The UN-backed Green Climate Fund has pledged $1 billion in new projects and programs for developing countries.
The commitment is in prelude to the UN climate talks in December, where member nations will discuss implementing the Paris Agreement, the legally binding document 195 nations signed in 2015, committing them to limiting global warming by reducing emissions.
The 19 new projects approved over the four-day meeting in Bahrain (which ended Sunday) include investing in renewable energy in Tonga, transforming financial systems in Africa and South America, and enhancing climate resilience in India’s coastal communities. Other projects address water resources, food security, and electricity grids in developing countries around the world.
One disputed project focuses on the freshwater sources of the hosting country, Bahrain, the Associated Press reports. Environmentalists argued Bahrain should pay for freshwater cleanup using some of the vast amounts of money it has made from oil and gas, but the GCF, the world’s largest climate change fund, approved the project despite the controversy.
GCF also made plans to raise more funds, an important move since U.S. President Donald Trump pulled out of the Paris Agreement last year, denying an additional $2 billion pledged under the Obama administration.
“We are in a much better place going into these crunch climate talks in December,” Joe Thwaites, an associate in the World Resources Institute’s Sustainable Finance Center, told the CBC. “Continued GCF support for developing countries is a key component of success in the international negotiations.”

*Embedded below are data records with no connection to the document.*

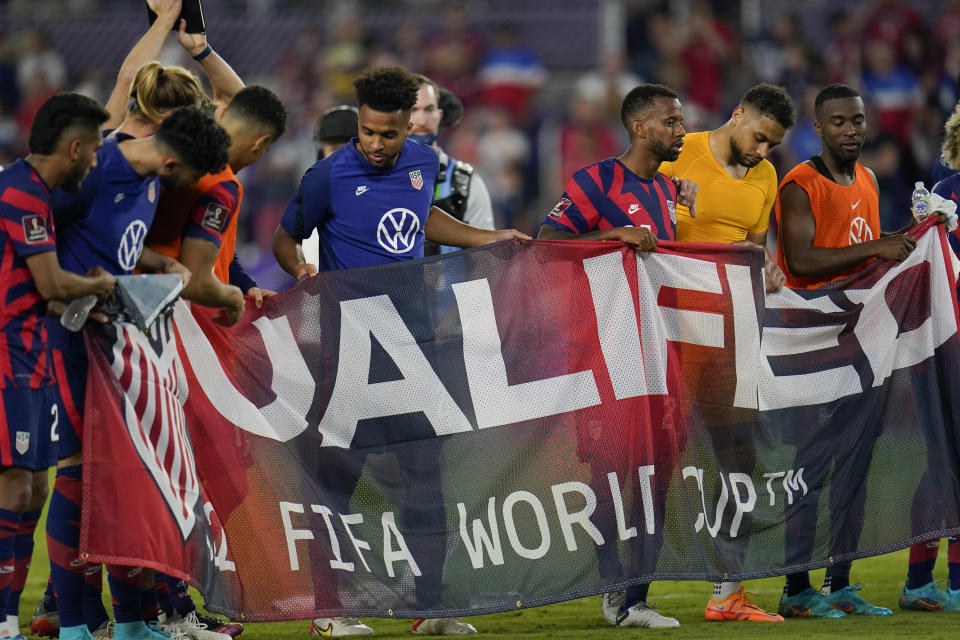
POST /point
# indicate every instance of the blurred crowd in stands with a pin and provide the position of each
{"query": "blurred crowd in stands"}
(530, 122)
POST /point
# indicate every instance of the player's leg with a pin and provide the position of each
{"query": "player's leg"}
(45, 620)
(23, 545)
(423, 518)
(24, 456)
(815, 457)
(339, 470)
(67, 570)
(848, 498)
(920, 592)
(735, 453)
(662, 448)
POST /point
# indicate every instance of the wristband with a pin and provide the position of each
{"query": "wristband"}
(203, 54)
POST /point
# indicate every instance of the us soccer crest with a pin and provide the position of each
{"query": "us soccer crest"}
(416, 179)
(34, 229)
(23, 442)
(560, 208)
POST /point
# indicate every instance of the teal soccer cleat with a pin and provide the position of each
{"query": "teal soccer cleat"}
(848, 601)
(809, 603)
(929, 597)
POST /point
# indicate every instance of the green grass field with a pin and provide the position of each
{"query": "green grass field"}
(882, 578)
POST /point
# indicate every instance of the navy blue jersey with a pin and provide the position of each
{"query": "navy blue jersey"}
(607, 195)
(26, 229)
(364, 215)
(106, 222)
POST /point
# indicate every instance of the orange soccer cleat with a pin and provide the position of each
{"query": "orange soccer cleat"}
(738, 607)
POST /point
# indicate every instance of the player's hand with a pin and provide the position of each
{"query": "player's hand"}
(166, 10)
(773, 276)
(894, 247)
(259, 294)
(193, 43)
(506, 234)
(233, 308)
(103, 282)
(172, 266)
(640, 238)
(56, 308)
(303, 271)
(687, 191)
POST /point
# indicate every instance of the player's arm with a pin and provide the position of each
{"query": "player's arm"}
(443, 228)
(54, 283)
(798, 228)
(153, 261)
(224, 80)
(640, 238)
(146, 50)
(289, 255)
(205, 288)
(479, 211)
(307, 210)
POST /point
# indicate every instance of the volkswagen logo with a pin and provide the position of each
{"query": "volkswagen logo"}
(397, 231)
(859, 231)
(131, 245)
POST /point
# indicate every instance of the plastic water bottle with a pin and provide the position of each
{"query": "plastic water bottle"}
(77, 312)
(919, 202)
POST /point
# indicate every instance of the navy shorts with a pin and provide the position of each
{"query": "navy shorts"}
(29, 428)
(70, 367)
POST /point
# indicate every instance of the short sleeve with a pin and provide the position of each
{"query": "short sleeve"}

The announcement of GCF’s new projects comes just weeks after the release of the UN Intergovernmental Panel on Climate Change’s special report, which outlines the drastic changes the world must undergo before 2030 to stop global warming from reaching more than 1.5 degrees Celsius above pre-industrial levels. Achieving that goal would prevent the worst effects of climate change, including the elimination of coral reefs, severe heatwaves, famine, and detrimentally high sea levels.